Another option is to have a buffer storing the nodes that you consider being ‘white’. When you start your search, you add only the start node to that buffer. Then you visit the “first” node of that buffer, removing it from the buffer and adding all its direct neighbors to the ‘white’ buffer.
Depending on what kind of buffer you use you can implement different search strategies: Using a stack (adding == pushing an element on top of the stack, the first == the top most element on the stack) gives you a DFS, using a queue (adding == appending to the end, the first == the first on the front) you get BFS.
Add a buffer to store already visited nodes to get cycle detection.
If you can get hold of it the book Artificial Intelligence: A Modern Approach has a really detailed and IMO good explanation of search strategies (and of course much more).
[..] Do you have information on all the nodes stored elsewhere? [..]
I think you’re too focused on this kind of node:
struct node {
struct node * neighbors;
int data1;
char * data2;
// ...
};
But your node can also be …
typedef int node_t;
.. and information about neighbors, the data the nodes contain etc is stored in tables (as simple as int **neighbors;
, or in a SQL database, or whatever’s appropriate).
[..] As a follow up to the Facebook and Google thoughts, assuming that information is stored in a graph, I imagine they don’t traverse the entire graph every time somebody searches for an address or person. [..]
I don’t know how it is actually implemented, but wouldn’t it be kind of weird to even consider (= have in memory) information about streets in Canada when you’re looking for a route from Paris to Rome?
A possible solution is to split a huge graph into multiple levels of detail. For example: A top most level, where nodes are countries (France is a neighbor of Italy, so consider only those two, or perhaps their neighbors as well to also consider routes through Switzerland), a mid level where nodes are “regions”/cities and a lowest level where nodes are actually street crossings.
[..] At least in C I can only make arrays so big. [..]

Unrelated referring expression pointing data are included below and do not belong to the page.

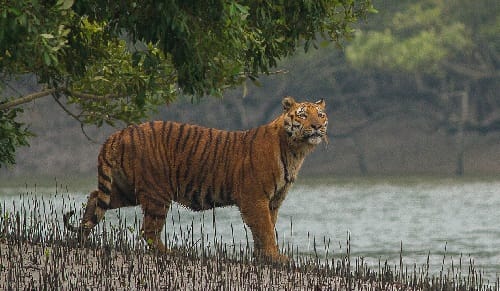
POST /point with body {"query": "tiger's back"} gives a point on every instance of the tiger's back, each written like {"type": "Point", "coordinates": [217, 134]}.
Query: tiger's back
{"type": "Point", "coordinates": [156, 163]}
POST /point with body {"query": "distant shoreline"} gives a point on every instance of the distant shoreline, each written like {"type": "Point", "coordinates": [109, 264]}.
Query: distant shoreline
{"type": "Point", "coordinates": [24, 265]}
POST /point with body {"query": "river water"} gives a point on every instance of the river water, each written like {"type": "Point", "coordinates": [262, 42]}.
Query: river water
{"type": "Point", "coordinates": [455, 221]}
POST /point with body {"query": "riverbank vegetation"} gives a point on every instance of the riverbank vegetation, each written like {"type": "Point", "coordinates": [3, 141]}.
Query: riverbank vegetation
{"type": "Point", "coordinates": [37, 253]}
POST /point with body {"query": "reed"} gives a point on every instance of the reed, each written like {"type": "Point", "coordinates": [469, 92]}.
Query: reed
{"type": "Point", "coordinates": [36, 252]}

int * buffer = malloc(10 * sizeof(int)); // space for 10 int, add error handling
// ... some code ...
// need more space
void * new_buffer = realloc(buffer, 12 * sizeof(int)); // space for 12 int
if (new_buffer) {
buffer = new_buffer;
buffer[11] = 42; // perfectly fine
} else { /* error handling */ }
Per my understanding, the color is not part of the graph, but part of the node.
Consider you have a graph of nodes.
A>B
B>C
A = {color:white, name:A}
B = {color:nil, name:B}
and etc.
You traverse the graph at the node level.
There are graph storage systems that treats everything as a node
, like semantic web / RDF. But in general, when talking about graphs, the unit is nodes, and nodes will have attributes.
Consider ‘G,V’ a abstract collection or iterator. For u in G,V is just iterating over the nodes. Don’t think too deep about the implementation yet. So, you don’t have to traverse the graph to color everything.
Over a billion of nodes? Depends, if you have an array list of 1 billion nodes, with modern computer, it take less than 1 minutes to go through all of them (assume the list fits in the memory). From my experience, this is stored as simple object, often time just node ids.

Large scale graph store and search is quite challenging. People don’t use adjacency list or matrix. Though you can still fit a simple graph of 5 million nodes under 1 GB plain text. There are compressed formats, such as sparse matrix storage format. This is a wellknown problem within CS research and scientists are developing more efficient way to store it every day.

Often time it is not stored in a graph. Graph storage is not a good choice or certain data models. And though you may interface with a graphtheory based query interface, the underlying storage may still be traditional sql relational storage. My assumption is they just query an address service database with your userID and that’s it.
To your final thoughts, depends on the exact type of node data, node relationship and graph complexity. You may have complex weighted graph and storing in edges in adjacency matrix will be soon too complicated.